The National Space Biomedical Research Institute (NSBRI), based in Houston and funded by NASA, leads a science and technology program to develop solutions to the health-related problems and physical and psychological challenges men and women face on long-duration space flights. The research results and medical technologies developed often have impact for conditions experienced on Earth.
In 2001, the NSBRI began funding research by Harvard University researcher, Dr. Stephen Kosslyn, now dean of social sciences, and research assistant, Jennifer Shephard. The project included the development of cognitive task scripting and administration software for personal digital assistants (PDAs) and an accompanying set of portable cognitive fitness tests, the MiniCog Rapid Assessment Battery (MRAB).
The test battery, which Kosslyn refers to as “a blood-pressure cuff for the mind,” assesses nine different cognitive functions and is intended to gauge the effects of stress-related deficits, such as fatigue, on astronauts as well as professionals on Earth. The original hand-held MRAB enabled someone to test his or her own alertness quickly and easily; depending on the assessment, users might realize they should take a nap or drink coffee instead of proceeding with any sort of risky or complex activity. In 2003 and 2004, in collaboration with the NSBRI, Mount Everest climbers self-administered the MRAB on Palm PDAs to test themselves for cognitive deficits in the oxygen-poor higher altitudes.
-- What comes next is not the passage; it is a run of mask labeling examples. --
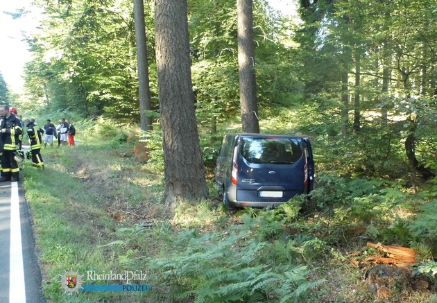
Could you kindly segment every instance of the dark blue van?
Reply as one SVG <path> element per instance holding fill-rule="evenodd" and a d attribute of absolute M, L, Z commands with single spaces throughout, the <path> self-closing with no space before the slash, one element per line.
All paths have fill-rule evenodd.
<path fill-rule="evenodd" d="M 313 189 L 311 144 L 302 137 L 227 134 L 214 173 L 228 209 L 274 208 Z"/>

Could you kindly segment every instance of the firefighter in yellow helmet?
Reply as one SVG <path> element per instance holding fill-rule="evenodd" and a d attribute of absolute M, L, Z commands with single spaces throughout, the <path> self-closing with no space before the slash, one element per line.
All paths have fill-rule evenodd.
<path fill-rule="evenodd" d="M 0 105 L 0 134 L 3 144 L 1 155 L 3 171 L 0 182 L 17 182 L 19 180 L 19 168 L 14 157 L 23 129 L 18 118 L 9 112 L 9 106 L 6 104 Z"/>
Harvard owns the software copyright, and a patent is pending. Although NSBRI funding ended for the MRAB in 2007, a California company now is using the battery in Web-based employment tests. In 2005, Drs. Josh Millet, Eric Loken, and David Sherman founded Criteria Corporation, based in Los Angeles. Now the company’s chief research scientist, Loken knew of Kosslyn’s research from his own experiences at Harvard and recommended the MRAB to Millet, a fellow Harvard graduate and Criteria’s CEO. After hearing about the MRAB, Criteria decided to license it from Harvard and adapted a Web-based version of it for delivery in 2006.
Criteria offers subscription-based employment testing, and the MRAB is included in the company’s HireSelect subscription service along with about 15 other tests. The MRAB can be used not only for pre-employment testing but also for repeated administrations to measure day-to-day fluctuations of mental functioning. Unlike other aptitude tests, such as traditional college assessment exams, the MRAB focuses less on verbal skills and more on working memory, concentration, and problem-solving; testing involves tasks such as recognizing patterns within time limits and reacting accurately to information while attention is divided.